Created 01-19-2016 01:02 PM
In several sources on internet, they explain that HDFS is build to handle more amount of data than nosql solutions(cassandra for ex). in general when we go further than 1To we must start thinking Hadoop(HDFS) and not NoSQL.
Beside the architecture and the fact that HDFS performs in batch and that most of noSQL (ex : cassandra) perform in random I/O, and beside the schema design differences, why NoSQL Solutions cassandra for example can't handle the same amount of data like HDFS ?

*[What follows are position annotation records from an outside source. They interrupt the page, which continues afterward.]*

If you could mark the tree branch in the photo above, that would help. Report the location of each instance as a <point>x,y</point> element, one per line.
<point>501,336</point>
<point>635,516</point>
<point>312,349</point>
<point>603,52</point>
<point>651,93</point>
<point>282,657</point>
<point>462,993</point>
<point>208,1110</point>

Why can't we use those solutions as datalake, why we only use them as hot storage solutions in a big data architecture.
thanks a lot
Created 01-21-2016 12:20 AM
As @Arpit Agarwal mentioned this is not related to CAP theorem. HDFS and Cassandra exposes different kind of interfaces so an apple to apple comparison is not possible. From the papers and benchmarking results that I have seen Cassandra is often restricted to sub-1000 nodes.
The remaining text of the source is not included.